En acoustique sous-marine, la localisation passive à l’aide d’un réseau de capteurs épars représente un défi scientifique majeur en raison de la complexité de l’environnement océanique. Les techniques de Matched Field Processing (MFP) ont suscité un fort intérêt dans la littérature comme solution potentielle à ce problème. Cette approche peut être vue comme une méthode de formation de voies consistant à comparer les données mesurées à une bibliothèque de répliques simulées afin d’estimer la position de la source. Cependant, son application en conditions réelles reste limitée en raison de sa sensibilité aux inadéquations du modèle environnemental. Dans le cas des signaux basse fréquence, tels que le bruit rayonné par les navires de surface, les incertitudes sur la bathymétrie et les propriétés du fond marin peuvent induire des erreurs significatives de localisation.
Pour s’affranchir de ces limitations, des variantes du MFP basées sur des répliques issues de données réelles ont récemment été explorées.
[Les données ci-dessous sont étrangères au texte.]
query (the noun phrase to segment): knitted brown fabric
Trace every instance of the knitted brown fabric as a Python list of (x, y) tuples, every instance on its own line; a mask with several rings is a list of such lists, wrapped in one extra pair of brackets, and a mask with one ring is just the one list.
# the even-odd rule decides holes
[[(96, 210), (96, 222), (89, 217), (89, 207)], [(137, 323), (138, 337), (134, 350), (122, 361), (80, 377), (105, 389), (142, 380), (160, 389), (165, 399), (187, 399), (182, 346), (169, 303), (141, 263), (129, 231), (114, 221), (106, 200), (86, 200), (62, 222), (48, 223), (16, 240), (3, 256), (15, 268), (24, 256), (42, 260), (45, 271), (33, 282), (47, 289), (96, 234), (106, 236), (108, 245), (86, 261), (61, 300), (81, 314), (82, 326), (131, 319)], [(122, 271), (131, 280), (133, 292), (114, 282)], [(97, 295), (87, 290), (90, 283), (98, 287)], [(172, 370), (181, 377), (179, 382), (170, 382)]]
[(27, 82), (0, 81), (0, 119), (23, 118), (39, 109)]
L’objectif est d’exploiter une source coopérante pour construire, à partir d’un ensemble de positions connues, une grandeur caractéristique de la position de la source. Cette bibliothèque de répliques « mesurées » est ensuite utilisée pour localiser une source inconnue. Une approche prometteuse pour la construction de ces répliques consiste à estimer le rapport des fonctions de transfert (Relative Transfer Function, RTF) du guide d’ondes à partir des matrices de covariance spatiale du signal et du bruit.
Dans ce contexte, ce projet vise à étudier la matrice de covariance spatiale du bruit ambiant au sein d’un réseau d’observation de fond de mer.